Concreet gaat het hier om het succes verhaal van het bestuur hoe een collega, die goed functioneerde via pesterijen via de rechter geloosd werd zonder dat de kosten voor rekening van het bestuur gaan komen. Dat laatste was voor het bestuur belangrijk omdat deze lasten een fusie in de weg konden staan.
Het bestuur zegt geregeld te hebben, dat het Participatiefonds de kosten op zich neemt, ondanks het feit dat het volgens de reglementen niet kan, omdat de verwijtbaarheid aan bestuurzijde ligt.
Deze houding van het Participatiefonds nodigt dus uit om de volgende weg te pesten op kosten van de belastingbetaler? Deze houding geeft dus vrij baan aan wanbeleid? Dit bestuur verbiedt ons ook maar één positief iets te zeggen over degene die nu ontslagen is, op straffe van hetzelfde lot.
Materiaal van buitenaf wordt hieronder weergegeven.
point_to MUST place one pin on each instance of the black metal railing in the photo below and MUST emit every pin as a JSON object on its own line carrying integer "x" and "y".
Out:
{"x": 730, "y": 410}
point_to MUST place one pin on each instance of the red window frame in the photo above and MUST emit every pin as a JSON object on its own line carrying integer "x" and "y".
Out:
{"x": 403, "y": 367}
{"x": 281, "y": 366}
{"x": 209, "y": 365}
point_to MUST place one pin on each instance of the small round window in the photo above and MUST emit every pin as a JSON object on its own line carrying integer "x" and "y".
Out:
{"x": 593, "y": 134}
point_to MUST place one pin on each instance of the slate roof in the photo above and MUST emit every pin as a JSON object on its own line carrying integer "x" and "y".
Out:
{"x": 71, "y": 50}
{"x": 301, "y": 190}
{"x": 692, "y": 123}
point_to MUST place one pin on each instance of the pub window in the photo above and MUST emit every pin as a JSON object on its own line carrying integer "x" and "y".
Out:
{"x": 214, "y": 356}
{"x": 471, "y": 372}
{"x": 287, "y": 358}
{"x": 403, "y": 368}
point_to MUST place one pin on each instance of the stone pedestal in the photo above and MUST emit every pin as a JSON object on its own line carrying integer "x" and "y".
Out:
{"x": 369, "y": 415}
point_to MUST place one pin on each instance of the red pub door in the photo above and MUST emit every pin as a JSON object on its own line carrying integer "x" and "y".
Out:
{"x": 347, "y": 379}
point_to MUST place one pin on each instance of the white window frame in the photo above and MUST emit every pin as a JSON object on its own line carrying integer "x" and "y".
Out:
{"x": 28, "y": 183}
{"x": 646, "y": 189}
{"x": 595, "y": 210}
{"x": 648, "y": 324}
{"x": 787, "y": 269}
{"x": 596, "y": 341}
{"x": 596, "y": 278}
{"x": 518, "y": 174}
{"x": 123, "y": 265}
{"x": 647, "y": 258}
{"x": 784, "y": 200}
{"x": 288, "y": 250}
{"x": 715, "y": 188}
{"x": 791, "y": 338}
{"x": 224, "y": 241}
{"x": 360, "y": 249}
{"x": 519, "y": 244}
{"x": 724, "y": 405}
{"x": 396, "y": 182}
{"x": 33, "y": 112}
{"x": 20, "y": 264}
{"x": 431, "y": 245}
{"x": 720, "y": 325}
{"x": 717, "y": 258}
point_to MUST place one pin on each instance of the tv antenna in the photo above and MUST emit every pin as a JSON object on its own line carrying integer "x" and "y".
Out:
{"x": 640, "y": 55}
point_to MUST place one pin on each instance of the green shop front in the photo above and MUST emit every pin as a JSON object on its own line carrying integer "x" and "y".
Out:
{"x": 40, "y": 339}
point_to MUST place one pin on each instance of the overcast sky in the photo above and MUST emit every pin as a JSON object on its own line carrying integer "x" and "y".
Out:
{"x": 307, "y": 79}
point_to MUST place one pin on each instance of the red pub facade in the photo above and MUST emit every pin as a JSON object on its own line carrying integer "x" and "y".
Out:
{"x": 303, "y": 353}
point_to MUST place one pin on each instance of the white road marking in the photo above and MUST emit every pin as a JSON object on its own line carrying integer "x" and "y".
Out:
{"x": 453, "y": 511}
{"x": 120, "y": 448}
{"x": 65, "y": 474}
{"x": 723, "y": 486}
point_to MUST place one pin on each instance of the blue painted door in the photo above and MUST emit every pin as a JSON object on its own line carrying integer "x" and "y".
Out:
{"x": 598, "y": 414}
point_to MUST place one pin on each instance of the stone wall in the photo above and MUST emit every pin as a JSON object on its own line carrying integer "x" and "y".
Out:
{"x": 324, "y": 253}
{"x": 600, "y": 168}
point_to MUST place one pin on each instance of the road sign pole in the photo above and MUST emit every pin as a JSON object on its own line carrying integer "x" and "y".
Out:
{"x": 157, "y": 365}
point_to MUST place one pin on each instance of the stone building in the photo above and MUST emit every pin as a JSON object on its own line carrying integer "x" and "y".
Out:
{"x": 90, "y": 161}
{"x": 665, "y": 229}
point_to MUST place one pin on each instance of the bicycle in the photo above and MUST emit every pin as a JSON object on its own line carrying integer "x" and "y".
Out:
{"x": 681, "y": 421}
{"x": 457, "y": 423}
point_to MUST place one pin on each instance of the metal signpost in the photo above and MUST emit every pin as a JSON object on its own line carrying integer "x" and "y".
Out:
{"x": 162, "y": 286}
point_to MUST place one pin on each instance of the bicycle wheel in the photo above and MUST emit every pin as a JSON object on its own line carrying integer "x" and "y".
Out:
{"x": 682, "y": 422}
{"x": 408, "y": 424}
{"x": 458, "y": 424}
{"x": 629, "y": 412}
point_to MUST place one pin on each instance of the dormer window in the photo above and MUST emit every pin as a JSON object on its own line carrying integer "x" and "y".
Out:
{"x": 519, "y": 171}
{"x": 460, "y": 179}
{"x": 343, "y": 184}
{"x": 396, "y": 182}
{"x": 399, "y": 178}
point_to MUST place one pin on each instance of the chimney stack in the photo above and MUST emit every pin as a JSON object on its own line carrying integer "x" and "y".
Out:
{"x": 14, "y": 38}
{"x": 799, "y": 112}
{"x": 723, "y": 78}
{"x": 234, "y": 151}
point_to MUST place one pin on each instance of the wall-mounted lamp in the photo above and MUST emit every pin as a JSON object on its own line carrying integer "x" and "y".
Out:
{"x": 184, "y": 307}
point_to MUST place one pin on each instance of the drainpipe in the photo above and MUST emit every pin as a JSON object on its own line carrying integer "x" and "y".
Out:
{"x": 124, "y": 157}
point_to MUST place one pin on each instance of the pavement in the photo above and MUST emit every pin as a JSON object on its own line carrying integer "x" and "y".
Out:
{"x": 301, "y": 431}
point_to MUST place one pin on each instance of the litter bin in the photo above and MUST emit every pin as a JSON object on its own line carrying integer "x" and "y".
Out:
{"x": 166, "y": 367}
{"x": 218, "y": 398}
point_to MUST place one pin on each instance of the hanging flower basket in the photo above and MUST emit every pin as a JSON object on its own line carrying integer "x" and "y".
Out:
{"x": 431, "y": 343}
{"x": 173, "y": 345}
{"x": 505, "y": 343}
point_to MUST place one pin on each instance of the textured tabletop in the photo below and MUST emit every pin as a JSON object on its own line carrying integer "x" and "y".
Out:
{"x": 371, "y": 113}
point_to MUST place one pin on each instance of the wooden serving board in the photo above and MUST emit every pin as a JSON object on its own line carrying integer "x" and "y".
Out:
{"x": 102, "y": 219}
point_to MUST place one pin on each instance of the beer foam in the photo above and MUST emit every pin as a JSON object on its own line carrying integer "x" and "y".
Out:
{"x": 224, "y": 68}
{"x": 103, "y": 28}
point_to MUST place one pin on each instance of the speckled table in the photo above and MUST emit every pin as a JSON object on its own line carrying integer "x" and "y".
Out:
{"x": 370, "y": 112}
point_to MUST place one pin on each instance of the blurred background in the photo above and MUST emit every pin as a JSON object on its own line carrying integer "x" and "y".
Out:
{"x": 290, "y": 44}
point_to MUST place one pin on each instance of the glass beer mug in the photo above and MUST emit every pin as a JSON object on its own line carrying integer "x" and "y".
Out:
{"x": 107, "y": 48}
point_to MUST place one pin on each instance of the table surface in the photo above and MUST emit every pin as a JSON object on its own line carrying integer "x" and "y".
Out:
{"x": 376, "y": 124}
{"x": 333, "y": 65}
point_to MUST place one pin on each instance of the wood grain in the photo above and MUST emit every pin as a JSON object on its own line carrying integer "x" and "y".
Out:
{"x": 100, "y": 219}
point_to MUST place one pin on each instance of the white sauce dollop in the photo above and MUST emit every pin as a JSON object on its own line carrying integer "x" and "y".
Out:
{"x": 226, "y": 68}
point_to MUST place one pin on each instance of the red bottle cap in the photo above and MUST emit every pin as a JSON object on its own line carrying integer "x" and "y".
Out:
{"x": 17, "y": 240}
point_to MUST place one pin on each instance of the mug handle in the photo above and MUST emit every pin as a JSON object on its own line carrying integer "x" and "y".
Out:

Geloof me maar, deze arrogantie die niet bestraft wordt, is de reden dat niemand zijn mond open durft te doen. En ik verwijt het Participatiefonds dat ze zich niet houden aan hun eigen reglementen en ook dat er niet gecheckt wordt of wat de managers beweren juist is. Er is geen wederhoor, bijvoorbeeld en geloof mij maar: er wordt wat afgelogen op kosten van de belastingbetaler………..
En mij wenden tot het Participatiefonds is onmogelijk: ik ben geen partij. Maar wel belastingbetaler en collega van iemand die zeer onterecht dit alles overkwam.
Wie kan er iets betekenen in dit soort kwesties? Ik ben op zoek naar “Lakeman”.